O Ministério Público Estadual foi procurado, mas não avaliou a validade, ou não, do ato de doação de parte do salário a entidades. Na opinião do professor especialista em Direito Eleitoral consultado pelo Pioneiro, Antônio Augusto Mayer dos Santos, o projeto não apresentaria nenhuma irregularidade ou risco de configurar-se como compra de votos, especialmente porque não foi proposto durante o período de campanha eleitoral.
— Os pressupostos que ele estabeleceu para os repasses às entidades parecem estar voltados ao interesse geral da coletividade, o que é lícito. Não vejo possibilidade jurídica de se chegar à figura jurídica da "compra de votos" — acredita Mayer.
Ainda assim, ele afirma que haveria possibilidade, sim, de o vereador estornar o valor aos cofres públicos, embora seja de seu direito fazer "o que entender e dispor".
Também segundo Mayer, mesmo na eventualidade de as doações prosseguirem durante o período pré-eleitoral, o caso ainda não se enquadraria na compra de votos.
— Não se compra voto de instituição ou empresa — afirma o especialista.
Entretanto, Mauricio Marcon adianta que estuda alternativas para não correr risco de vulnerabilidades jurídicas. Uma das ideias, relatou, seria segurar os recursos durante o período eleitoral e depositar as doações passadas as eleições (de 2024, uma vez que o parlamentar diz que pode voltar a concorrer à reeleição à Câmara).
PRINCÍPIO LIBERAL
Ele ressalta que não devolve o valor aos cofres públicos por princípios liberais:
— Não devolvo aos cofres públicos porque sou liberal e um liberal acredita que o dinheiro fica mais bem empregado nas mãos das pessoas do que no governo. Se isso voltasse para os cofres públicos, dificilmente iria ajudar 96 entidades como eu vou ajudar. É mais uma ideia de provar para as pessoas que o Estado drena os recursos da sociedade e não consegue repassar esses recursos. A ideia é repassar esse recurso de forma fácil e prática — ressalta.
Primeiras entidades contempladas
Na primeira edição, 44 entidades se inscreveram. Entre elas, duas foram sorteadas e disputaram os percentuais de repasse por meio de votação do público no Facebook e Instaram.
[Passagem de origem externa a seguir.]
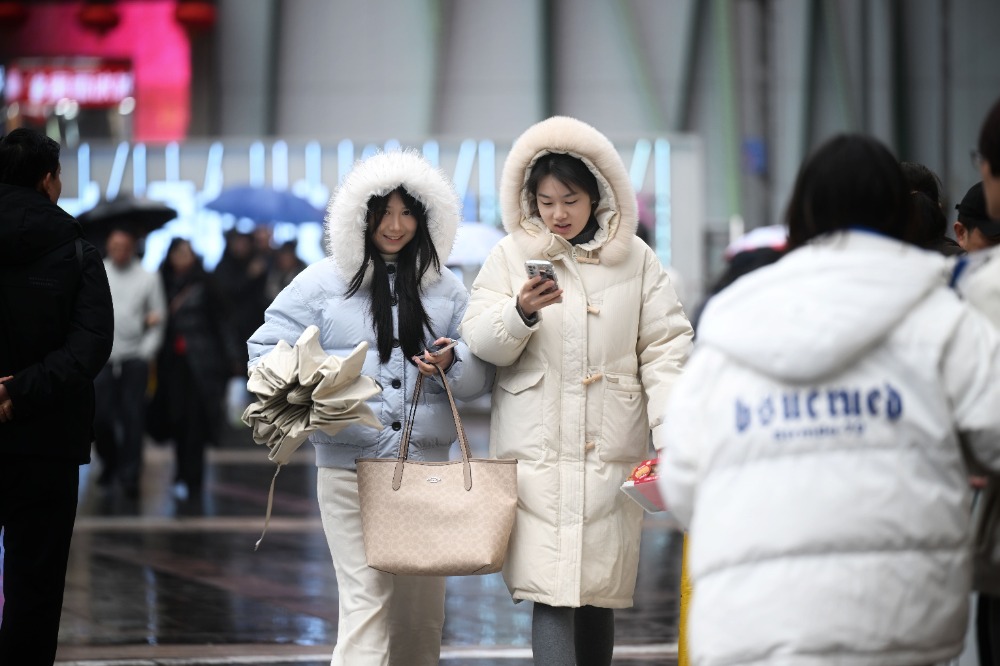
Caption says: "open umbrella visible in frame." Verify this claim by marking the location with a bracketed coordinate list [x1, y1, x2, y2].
[445, 222, 506, 266]
[77, 194, 177, 247]
[205, 185, 325, 224]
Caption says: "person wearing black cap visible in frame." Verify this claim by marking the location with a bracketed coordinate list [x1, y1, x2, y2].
[955, 182, 1000, 252]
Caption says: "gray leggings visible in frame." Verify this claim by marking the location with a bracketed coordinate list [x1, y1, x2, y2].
[531, 602, 615, 666]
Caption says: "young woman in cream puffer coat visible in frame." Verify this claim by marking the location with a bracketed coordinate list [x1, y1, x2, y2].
[658, 135, 1000, 666]
[248, 151, 493, 666]
[461, 117, 692, 666]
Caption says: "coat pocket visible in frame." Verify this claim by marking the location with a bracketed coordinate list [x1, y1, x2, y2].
[598, 373, 649, 462]
[490, 368, 553, 460]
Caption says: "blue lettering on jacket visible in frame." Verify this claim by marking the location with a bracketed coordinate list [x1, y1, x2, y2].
[735, 382, 903, 439]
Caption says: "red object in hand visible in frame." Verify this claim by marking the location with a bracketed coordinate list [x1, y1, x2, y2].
[622, 458, 667, 513]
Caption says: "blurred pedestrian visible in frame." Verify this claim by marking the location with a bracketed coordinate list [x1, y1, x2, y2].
[659, 135, 1000, 666]
[899, 162, 963, 256]
[955, 182, 1000, 252]
[462, 117, 692, 666]
[0, 129, 114, 666]
[212, 228, 271, 370]
[691, 224, 788, 335]
[954, 94, 1000, 666]
[154, 238, 235, 501]
[94, 228, 167, 499]
[264, 240, 306, 302]
[248, 151, 493, 666]
[976, 99, 1000, 220]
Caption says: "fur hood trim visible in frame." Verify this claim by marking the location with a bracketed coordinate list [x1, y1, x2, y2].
[326, 150, 462, 288]
[500, 116, 639, 265]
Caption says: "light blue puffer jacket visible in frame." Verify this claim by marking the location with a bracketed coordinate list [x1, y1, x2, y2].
[247, 151, 494, 469]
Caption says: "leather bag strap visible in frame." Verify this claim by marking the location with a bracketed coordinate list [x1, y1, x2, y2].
[392, 366, 472, 490]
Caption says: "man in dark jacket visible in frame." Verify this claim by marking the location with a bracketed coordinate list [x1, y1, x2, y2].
[0, 129, 114, 666]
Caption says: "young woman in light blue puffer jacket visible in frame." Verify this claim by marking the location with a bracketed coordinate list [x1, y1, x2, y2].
[248, 151, 493, 666]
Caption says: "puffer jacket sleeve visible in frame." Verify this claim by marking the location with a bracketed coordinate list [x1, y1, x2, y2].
[636, 241, 694, 451]
[656, 349, 719, 528]
[941, 309, 1000, 474]
[460, 241, 543, 366]
[440, 278, 496, 400]
[247, 279, 314, 371]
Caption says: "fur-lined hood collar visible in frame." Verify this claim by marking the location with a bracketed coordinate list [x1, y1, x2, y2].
[500, 116, 639, 265]
[326, 150, 461, 287]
Ao todo, foram quase 3 mil votos. As primeiras contempladas foram a Associação dos Pais e Amigos dos Deficientes Visuais (Apadev), que recebeu R$ 4.116 (59,8% de preferência dos votantes) e o Centro de Atenção à Criança e ao Adolescente Murialdo — Santa Fé, que ficou com R$ 2.768 (40,2% dos votos). Os valores são revertidos em insumos para execução de obras ou projetos apresentados por cada entidade. Por isso, a verba não necessariamente é destinada de maneira imediata.
Segundo Marcon, o próprio envolvimento que gera entre seus seguidores ajuda a divulgar entidades que não necessariamente são conhecidas pela maioria da população
— Faltava mais ou menos R$ 200 para o Murialdo Santa Fé conseguir o que eles queriam. Coloquei nas minhas redes sociais e em cinco minutos conseguimos esse dinheiro. Então ajudamos a divulgar as entidades. Eu, por exemplo, não conhecia essa entidade que atende mais de 200 crianças carentes. A partir do próximo, vou colocar o PIX dessas entidades para quem quiser doar — afirma.
O próximo sorteio de entidades será no dia 21 de fevereiro, na live semanal do vereador.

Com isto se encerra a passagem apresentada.